A Running List of Action on Plastic Pollution

The world is waking up to a crisis of ocean plastic—and we're tracking the developments and solutions as they happen. Friday, 13 July

By Brian Clark Howard

This story is part of Planet or Plastic?—our multiyear effort to raise awareness about the global plastic waste crisis. Learn what you can do to reduce your own single-use plastics, and take your pledge.

The world has a plastic pollution problem and it’s snowballing—but so is public awareness and action.

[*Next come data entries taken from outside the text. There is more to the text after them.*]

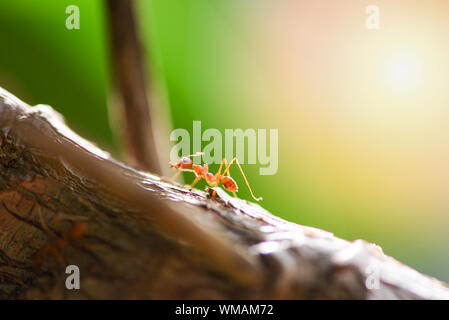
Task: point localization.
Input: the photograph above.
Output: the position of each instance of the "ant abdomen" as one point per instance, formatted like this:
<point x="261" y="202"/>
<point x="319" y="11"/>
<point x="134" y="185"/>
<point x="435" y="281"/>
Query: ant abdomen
<point x="229" y="184"/>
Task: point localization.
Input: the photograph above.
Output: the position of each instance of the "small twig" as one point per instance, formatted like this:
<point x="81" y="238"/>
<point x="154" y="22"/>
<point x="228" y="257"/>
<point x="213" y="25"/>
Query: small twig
<point x="126" y="55"/>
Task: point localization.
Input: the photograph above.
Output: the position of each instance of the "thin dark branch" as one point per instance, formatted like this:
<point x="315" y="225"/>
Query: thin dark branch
<point x="129" y="68"/>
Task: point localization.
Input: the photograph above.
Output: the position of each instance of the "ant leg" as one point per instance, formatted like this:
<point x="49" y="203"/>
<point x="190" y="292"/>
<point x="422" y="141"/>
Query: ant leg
<point x="244" y="177"/>
<point x="179" y="171"/>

Each year, an estimated 8.16 billion kilos of plastic waste enters the world’s oceans from coastal regions. That’s about equivalent to five grocery bags of plastic waste piled up on every foot of coastline on the planet. All that plastic is causing harm to the creatures that live in the ocean, from coral reefs smothered in bags, to turtles gagging on straws, to whales and seabirds that starve because their bellies are so jammed with bits of plastic that there’s no room for real food.

New research is emerging apace about the possible long-term impacts of tiny pieces of plastic on the marine food chain—raising fresh questions about how it might ultimately impact human health and food security.

About 40 percent of all plastic produced is used in packaging, and much of that is used only once and then discarded. Less than a fifth of all plastic is recycled, though many countries and businesses are trying innovative solutions to increase that number.

National Geographic magazine devoted a special cover package to plastic in June 2018, and since then, the issue has received more attention from the media, public, and politicians the world over. Here, we track some of the developments around this important issue. We will update this article periodically as news develops.

CHILE’S BAN ON RETAIL PLASTIC BAGS STANDS

July 6, 2018

Chile’s Constitutional Court ratified a bill that bans retail use of plastic bags across the country on July 6, ruling against an appeal that had been filed by the plastics industry. In June, Chile’s Congress had unanimously approved the new ban, citing concerns of plastic pollution in the ocean and on land.

The country’s Association of Industrial Plastics had sued to block the new law on constitutional grounds. But the court rejected their arguments.

Large retailers will have six months to phase out single-use plastic bags, while small businesses will have up to two years. The ban builds on a law passed under the previous president that had called for a prohibition on plastic bags along the country’s 4,000-mile coastline.

In announcing the new ban, Marcela Cubillos, Chile’s environment minister, told the New York Times, “We are convinced that our coast imposes an obligation to be leaders in cleaning up our oceans.”

Chile’s ban is the first country-wide one in the Americas. Similar bans have been passed in China, Kenya, France, and elsewhere. Many regional and local areas have bans or other restrictions, including taxes or fees aimed at discouraging the use of single-use plastic bags.